Their research shows that the booming plastics production in coal-based, newly industrialized countries such as China, India, Indonesia, and South Africa is the main cause of the growing carbon footprint of plastics effecting Nature Sustainability. The energy and process heat needed for the production of plastics in these countries comes primarily from the combustion of coal, a major contributor to greenhouse gas emissions. Coal is also a small component of the raw components required for creating polymers.

The researchers found that the amount of fossil energy required to produce plastics is double what it is in raw form. The manufacture of plastics therefore constitutes the majority of all greenhouse gas and particulate matter emissions, even in the worst-case scenario when all plastics are burnt. In fact, the overall production phase of plastics is responsible for 96% of the carbon footprint of plastics.

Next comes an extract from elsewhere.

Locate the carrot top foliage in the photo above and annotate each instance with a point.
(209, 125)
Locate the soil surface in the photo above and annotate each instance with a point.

Plastics Production and Health Footprint

Coal combustion for plastics production also has a significant impact on human health. As coal is burnt, it produces very small particles that build up in the atmosphere. Asthma, bronchitis, and coronary heart disease can all be brought on by such particulate matter, which would be extremely hazardous t

The detrimental effects on health are increasing as coal is utilized more and more for process heat, power, and as a raw material in the production of plastics. In China, for example, the plastics-related carbon footprint of the transport sector has increased more than 50-fold since 1995, while in Indonesia and India, it has increased in the electronics and construction industries, respectively.